The Gambler’s Fallacy Explained

A gambler’s fallacy can actually be explained with the help of a very simple example. Let’s say that we came to you and told you that we could flip a coin 10 times and we can guarantee that we get heads all 10 times. We also allow you to check the coin that we’re going to flip to ensure it is genuine. What kind of odds would you give us. 100 – 1 or 1000 – 1? You could actually offer us with a 1000 – 1 odd and still expect to win. Now, what would you do if we get heads 8 times? Would you give us the same odds for the 9th and the 10th flip? What would you do if we get heads 9 times? Would you give us the same odds for the 10th flip? This would be a huge mistake and a grave error on your part. And this error is what constitutes the gambler’s fallacy.

The gambler’s fallacy explained

According to the gambler’s fallacy, previous trials are said to influence the odds for random events occurring.

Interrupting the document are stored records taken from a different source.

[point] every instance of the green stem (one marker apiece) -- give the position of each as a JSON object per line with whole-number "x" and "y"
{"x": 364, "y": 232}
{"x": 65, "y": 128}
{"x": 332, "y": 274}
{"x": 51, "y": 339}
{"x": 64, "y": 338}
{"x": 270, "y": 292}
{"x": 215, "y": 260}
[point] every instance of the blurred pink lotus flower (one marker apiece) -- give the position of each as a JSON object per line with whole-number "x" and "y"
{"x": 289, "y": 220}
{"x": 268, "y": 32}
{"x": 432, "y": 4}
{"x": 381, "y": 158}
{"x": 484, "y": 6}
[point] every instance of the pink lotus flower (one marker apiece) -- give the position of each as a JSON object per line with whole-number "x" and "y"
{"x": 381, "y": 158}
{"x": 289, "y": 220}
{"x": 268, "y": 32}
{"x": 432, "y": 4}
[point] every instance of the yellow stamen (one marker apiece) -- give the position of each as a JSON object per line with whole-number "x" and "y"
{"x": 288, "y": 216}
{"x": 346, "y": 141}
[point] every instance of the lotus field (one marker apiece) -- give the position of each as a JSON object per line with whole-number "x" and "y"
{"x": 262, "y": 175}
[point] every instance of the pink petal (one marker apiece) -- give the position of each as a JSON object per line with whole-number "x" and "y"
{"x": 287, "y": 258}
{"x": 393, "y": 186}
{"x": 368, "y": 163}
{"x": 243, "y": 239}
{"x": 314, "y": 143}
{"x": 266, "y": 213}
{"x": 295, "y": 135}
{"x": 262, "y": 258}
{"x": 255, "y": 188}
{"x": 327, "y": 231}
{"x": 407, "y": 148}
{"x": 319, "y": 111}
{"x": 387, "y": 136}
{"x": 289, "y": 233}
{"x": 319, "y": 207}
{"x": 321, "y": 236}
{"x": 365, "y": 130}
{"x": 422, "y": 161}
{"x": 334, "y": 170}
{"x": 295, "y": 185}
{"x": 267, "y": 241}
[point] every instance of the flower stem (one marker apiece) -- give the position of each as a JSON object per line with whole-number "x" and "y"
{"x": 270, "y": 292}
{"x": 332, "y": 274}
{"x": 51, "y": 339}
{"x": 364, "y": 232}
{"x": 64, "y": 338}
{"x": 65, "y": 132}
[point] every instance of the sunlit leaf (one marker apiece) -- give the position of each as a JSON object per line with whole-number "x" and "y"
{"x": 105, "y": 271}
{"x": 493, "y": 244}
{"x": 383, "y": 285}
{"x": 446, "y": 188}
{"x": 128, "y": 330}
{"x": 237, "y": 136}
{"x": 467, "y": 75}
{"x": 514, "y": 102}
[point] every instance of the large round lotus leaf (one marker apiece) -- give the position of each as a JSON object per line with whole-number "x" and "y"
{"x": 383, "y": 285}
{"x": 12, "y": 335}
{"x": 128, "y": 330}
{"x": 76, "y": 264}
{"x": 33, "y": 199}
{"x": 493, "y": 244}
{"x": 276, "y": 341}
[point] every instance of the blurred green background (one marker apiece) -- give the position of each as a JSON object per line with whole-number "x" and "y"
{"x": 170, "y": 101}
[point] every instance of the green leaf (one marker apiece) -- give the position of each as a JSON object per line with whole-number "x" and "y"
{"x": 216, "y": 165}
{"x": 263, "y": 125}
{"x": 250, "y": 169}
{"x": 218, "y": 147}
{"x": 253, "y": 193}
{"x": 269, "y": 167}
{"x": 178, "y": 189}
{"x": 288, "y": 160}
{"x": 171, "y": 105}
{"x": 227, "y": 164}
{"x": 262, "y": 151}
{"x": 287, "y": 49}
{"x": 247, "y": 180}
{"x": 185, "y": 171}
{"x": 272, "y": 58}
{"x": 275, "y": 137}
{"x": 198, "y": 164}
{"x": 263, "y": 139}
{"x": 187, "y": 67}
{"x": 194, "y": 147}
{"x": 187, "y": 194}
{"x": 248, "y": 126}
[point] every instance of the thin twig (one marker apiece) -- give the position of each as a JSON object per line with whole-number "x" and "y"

For example, when heads end up appearing 9 times out of nine, you would feel foolish to still offer the person tossing the coin with odds of 1000 – 1, even though it has no say on whether the person can still toss the coin and land with heads in the 10th time. Simply put, even though the person managed to get 9 heads at a stretch, the probability of heads appearing on the 10th flip is still 50-50. Remember, you might have a memory, but the coin definitely doesn’t have any memory.

How does this affect gambling

Gambler’s fallacy is considered to play a huge role in gambling. Those who gamble tend to search for patterns in order to offer themselves with an increased chance of winning the game. For example, if black comes up a number of times simultaneously in a game of roulette, players would most likely end up betting on red. Similarly, if a player loses a few spins in a game of roulette, he/ she might end up doubling the bet thinking that the odds of winning and making up for the losses could be better. In fact, the Martingale System makes players double their bet after every loss is living proof of gambler’s fallacy. If you look at if from a short term point of view, losses could end up occurring a number of times in a row, without changing the game in any way whatsoever. Gamblers blindly believing on this belief could end up having a serious problem.

You should understand that believing in gambler’s fallacy exists only for events that consider replacements, wherein the conditions are known to be the same for each and every trial. If you’re playing games like blackjack, certain cards are not replaced. Therefore, in these cases, prior events could have a major bearing on future events. This is considered to be the fundamental basis of card counting.